I have made a most momentous decision of my life! I finally decided that Hokkien Mee MUST be fried with thin Bee Hoon and it MUST be dry. Some of you might be wondering how this little revelation can be so momentous. But for me, it was like the words of the World’s most famous Hymn, Amazing Grace: I was blind, but now I see.
Revelation is like that. You go through life not knowing what you do not know. Then something happens and suddenly it was as if someone turned just turned on the lights and you realize what the fuss is all about. Know what I mean?
This is one superb Hokkien Mee. It is unlike a lot of Hokkien Mee nowadays which are prepared more like a pasta where the stock simply added at the end and served really wet. This one was fried until all that wonderful stock has been completely absorbed into the noodles and beehoon AND sealed. Every mouthful was such a delight that it really is a plate of Hokkien Mee that I slowly savored every mouthful. 4.6/5
Now the weird twist at the end is this.
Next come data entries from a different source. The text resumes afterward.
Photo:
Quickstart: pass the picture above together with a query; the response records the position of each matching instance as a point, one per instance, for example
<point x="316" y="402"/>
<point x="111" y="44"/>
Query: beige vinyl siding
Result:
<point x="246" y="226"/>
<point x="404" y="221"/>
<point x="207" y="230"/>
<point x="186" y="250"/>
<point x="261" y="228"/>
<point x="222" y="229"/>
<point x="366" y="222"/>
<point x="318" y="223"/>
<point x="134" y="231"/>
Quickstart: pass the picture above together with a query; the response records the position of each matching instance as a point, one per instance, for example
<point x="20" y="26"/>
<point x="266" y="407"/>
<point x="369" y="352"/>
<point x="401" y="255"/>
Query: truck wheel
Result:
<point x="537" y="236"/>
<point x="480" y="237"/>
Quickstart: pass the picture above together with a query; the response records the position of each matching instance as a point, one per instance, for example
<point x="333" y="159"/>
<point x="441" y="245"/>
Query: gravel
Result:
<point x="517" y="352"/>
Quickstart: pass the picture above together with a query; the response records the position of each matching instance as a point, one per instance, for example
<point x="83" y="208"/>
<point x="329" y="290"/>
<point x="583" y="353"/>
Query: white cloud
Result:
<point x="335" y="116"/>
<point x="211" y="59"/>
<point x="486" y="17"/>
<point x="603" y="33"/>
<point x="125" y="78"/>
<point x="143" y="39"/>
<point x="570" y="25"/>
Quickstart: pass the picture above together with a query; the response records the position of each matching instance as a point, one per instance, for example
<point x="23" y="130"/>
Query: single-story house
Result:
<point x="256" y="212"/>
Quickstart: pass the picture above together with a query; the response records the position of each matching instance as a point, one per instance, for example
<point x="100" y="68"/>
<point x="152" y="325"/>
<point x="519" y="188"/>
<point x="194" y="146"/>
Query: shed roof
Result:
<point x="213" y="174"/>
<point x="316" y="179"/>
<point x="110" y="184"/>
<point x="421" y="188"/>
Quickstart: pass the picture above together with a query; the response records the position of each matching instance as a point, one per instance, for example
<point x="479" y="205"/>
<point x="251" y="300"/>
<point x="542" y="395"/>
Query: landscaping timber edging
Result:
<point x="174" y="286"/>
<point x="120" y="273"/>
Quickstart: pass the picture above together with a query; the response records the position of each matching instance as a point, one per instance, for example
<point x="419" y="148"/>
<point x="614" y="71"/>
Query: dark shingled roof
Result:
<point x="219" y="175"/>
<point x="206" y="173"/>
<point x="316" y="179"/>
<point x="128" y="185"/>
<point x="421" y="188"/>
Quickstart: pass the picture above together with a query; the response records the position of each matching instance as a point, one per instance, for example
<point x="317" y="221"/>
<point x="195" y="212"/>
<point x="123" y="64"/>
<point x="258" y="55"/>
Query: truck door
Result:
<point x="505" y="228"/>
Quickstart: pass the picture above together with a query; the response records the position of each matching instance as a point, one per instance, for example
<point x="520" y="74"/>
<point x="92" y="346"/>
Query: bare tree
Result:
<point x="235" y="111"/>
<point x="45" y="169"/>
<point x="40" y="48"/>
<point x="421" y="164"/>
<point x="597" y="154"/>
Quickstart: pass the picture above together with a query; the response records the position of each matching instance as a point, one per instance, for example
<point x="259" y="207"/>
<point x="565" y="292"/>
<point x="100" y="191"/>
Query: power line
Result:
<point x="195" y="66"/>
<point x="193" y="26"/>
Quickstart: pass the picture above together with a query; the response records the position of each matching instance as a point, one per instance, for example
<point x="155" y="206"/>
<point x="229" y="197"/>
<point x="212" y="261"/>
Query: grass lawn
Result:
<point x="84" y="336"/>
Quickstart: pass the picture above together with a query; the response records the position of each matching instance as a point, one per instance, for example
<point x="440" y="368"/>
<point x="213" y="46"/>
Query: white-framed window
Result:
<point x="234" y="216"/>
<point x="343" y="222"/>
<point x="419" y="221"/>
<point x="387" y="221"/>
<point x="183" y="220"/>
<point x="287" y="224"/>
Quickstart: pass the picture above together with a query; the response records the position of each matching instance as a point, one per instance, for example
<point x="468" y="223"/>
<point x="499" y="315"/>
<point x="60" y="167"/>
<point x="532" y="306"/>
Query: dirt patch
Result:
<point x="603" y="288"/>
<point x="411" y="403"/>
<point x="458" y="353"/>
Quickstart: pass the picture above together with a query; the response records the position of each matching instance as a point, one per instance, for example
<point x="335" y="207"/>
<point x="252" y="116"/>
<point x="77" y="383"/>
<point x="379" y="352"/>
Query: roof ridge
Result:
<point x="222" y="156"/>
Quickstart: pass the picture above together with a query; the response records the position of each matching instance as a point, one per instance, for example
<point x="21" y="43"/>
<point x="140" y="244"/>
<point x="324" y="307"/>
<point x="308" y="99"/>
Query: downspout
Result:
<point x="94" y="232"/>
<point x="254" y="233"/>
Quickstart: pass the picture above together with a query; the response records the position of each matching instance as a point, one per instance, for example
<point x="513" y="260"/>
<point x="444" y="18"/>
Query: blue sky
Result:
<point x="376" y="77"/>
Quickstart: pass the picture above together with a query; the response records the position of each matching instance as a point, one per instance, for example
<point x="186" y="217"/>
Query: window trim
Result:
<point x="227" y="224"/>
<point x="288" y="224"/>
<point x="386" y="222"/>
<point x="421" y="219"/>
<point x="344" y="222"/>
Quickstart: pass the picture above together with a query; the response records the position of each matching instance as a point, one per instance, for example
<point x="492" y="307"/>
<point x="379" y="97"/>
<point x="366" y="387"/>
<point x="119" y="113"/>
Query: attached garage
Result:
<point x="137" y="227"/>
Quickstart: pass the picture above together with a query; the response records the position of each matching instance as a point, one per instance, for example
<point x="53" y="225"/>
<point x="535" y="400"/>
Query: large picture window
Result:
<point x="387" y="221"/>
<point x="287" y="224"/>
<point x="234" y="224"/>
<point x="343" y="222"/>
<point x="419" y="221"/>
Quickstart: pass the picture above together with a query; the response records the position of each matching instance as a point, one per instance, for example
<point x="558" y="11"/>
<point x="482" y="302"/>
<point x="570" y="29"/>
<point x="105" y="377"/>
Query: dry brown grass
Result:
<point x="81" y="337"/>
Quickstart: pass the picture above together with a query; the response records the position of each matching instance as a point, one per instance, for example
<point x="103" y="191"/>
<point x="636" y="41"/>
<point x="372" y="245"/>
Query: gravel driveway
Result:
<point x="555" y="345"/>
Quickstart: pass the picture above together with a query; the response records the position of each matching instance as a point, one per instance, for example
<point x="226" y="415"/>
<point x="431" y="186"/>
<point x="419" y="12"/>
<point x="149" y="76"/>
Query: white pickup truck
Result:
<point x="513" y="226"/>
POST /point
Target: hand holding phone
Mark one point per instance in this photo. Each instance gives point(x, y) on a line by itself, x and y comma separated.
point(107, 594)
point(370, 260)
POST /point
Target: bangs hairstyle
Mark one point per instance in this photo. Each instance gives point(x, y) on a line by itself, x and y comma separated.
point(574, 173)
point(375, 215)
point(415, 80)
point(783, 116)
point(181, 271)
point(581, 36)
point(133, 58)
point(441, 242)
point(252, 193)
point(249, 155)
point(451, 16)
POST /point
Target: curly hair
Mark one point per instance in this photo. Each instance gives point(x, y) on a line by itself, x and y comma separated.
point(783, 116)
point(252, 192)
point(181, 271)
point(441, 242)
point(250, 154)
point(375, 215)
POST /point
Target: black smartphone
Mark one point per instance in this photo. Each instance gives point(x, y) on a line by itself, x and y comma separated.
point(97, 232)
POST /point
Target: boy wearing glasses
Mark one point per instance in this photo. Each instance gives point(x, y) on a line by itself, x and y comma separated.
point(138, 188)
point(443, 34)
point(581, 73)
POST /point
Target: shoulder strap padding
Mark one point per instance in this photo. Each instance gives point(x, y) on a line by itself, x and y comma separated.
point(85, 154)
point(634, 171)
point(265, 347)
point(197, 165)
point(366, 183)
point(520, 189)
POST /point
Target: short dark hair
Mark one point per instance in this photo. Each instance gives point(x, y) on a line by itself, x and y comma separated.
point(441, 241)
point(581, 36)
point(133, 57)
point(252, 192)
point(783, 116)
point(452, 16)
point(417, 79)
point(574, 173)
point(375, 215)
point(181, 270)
How come one of the best plates Hokkien Mee in Singapore comes from a stall that calls itself “Hainan” Hokkien Mee? Surely the owner is not making the statement that it takes a Hainanese man to show the Hokkien how to fry Hokkien Mee properly right?
Stands out as one of the best plate of Hokkien Mee I have tasted. Only letdown was the chilli which was not quite fragrant enough and you get a really small portion for $3.
24 Nov 2020 Update (by Lisa)
The standard plate is now $4 and the flavours are still good. They are still using the same melamine plates and pink chopsticks. Those cutlery sure are durable.
13 years on and it’s good to see that the Hokkien mee scene remains vibrant with new entrants like Xiao Di and Tang Tang Hokkien Mee while old guards like Hainan Hokkien Mee and Nam Sing Hokkien Mee continue to fry one of Singapore’s favourite hawker dish. Click here to read about the others too.
Note that Golden Mile Food Centre will be undergoing some renovation works from 1 Dec 2020 to 28 Feb 2021.